What we’ve seen: As part of the recent rotation toward value this year, stocks within tech-driven thematic trends have tended to underperform. However, with less stark economic “base effects” and the gradual reduction of accommodative monetary and fiscal policies, we anticipate that the economy could slow in 2022 and enter a period of more stagnant expansion. In that environment, we believe that looking to select avenues of secular thematic growth, such as the 5G transition, automation, fintech and next-generation health care could be useful to supporting equity return expectations. That said, we believe that thematic investing is about employing research to find quality companies exposed to secular growth themes, particularly at a time when many growth stocks are trading at relatively high valuations.
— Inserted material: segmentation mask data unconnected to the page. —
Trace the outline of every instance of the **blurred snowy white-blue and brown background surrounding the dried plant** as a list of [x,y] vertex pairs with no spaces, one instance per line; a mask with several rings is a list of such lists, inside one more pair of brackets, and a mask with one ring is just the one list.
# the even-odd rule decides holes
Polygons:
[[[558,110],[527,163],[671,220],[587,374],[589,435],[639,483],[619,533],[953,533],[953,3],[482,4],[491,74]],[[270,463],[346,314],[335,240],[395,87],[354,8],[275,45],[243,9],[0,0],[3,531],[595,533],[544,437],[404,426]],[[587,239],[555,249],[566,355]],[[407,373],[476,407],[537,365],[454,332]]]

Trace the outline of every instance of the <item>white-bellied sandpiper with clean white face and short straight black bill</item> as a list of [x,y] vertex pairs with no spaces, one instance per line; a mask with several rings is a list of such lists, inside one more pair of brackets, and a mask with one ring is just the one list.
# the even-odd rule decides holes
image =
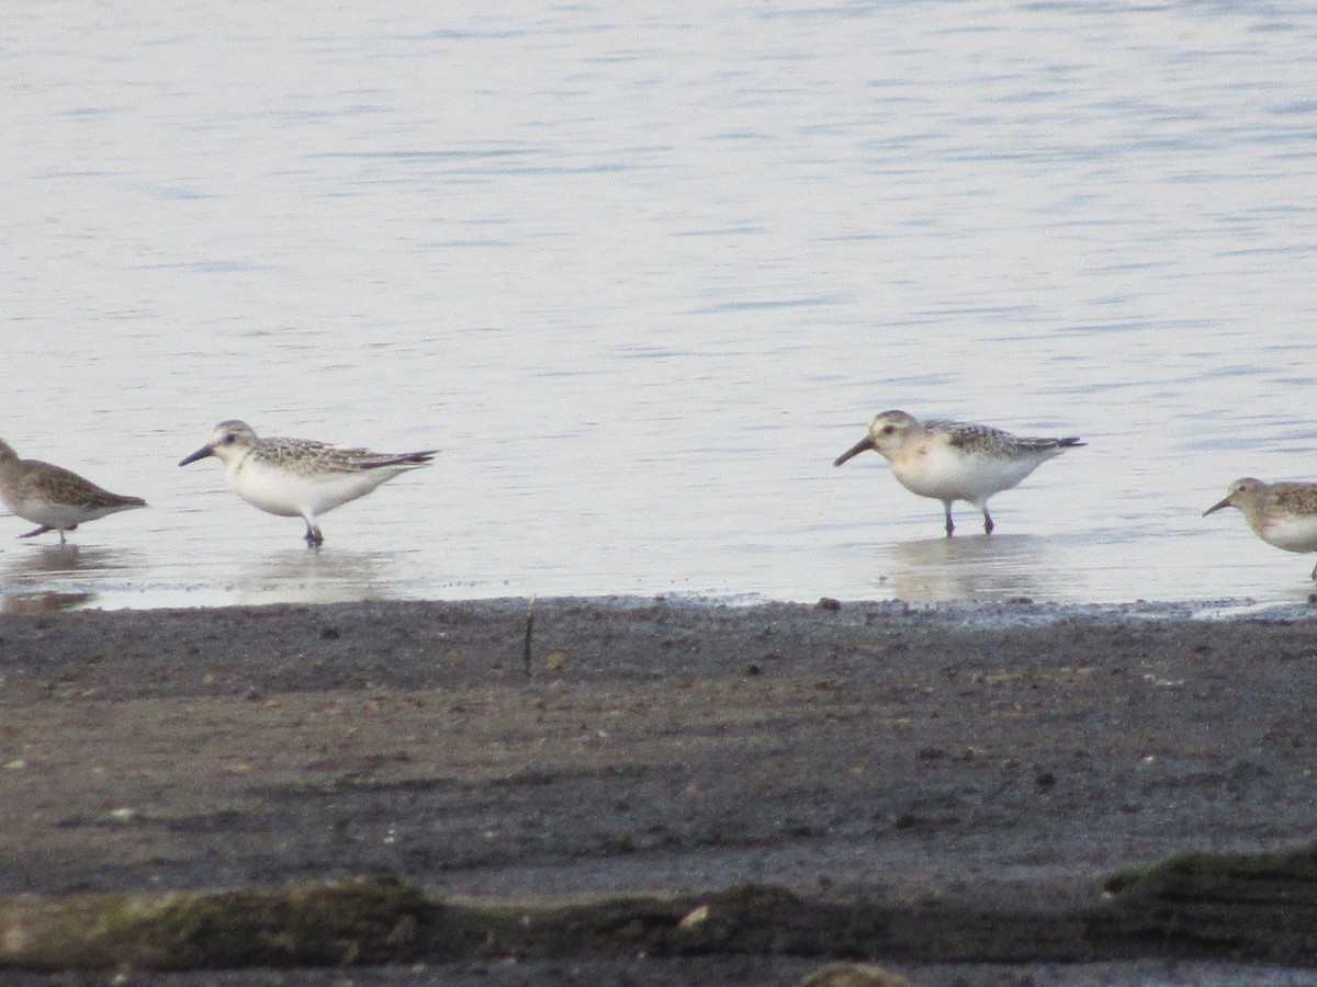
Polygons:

Uncertainty Paves the Way for Opportunistic, Idiosyncratic Strategies
What we said: Next year is likely to present an unusual mix of economic dynamics, with hints of cyclical acceleration against a backdrop of longer-term economy maturity, and ongoing pandemic and policy uncertainty. We believe any resulting volatility should provide a role for opportunistic strategies (for capital appreciation) and idiosyncratic, uncorrelated strategies (to lend stability to portfolios). Meanwhile, private investing opportunities will likely be found in sectors and regions where businesses have resilient growth prospects and executable business plans that add value amid uncertainty.
What we’ve seen: Recent market trends including Treasury, dollar volatility, and equity style rotation have created a rich environment for trading strategies and other liquid alternatives this year, with many of the benchmark HFRI hedge fund indices in strongly positive territory through the end of June. Private equity deals have continued to focus on companies with fundamentally strong businesses to ride out ongoing volatility, as well as the ability to generate strategic and operationally driven growth. In our opinion, recent market volatility has served as a reminder of the need to seek out new sources of diversification as the world emerges from the pandemic.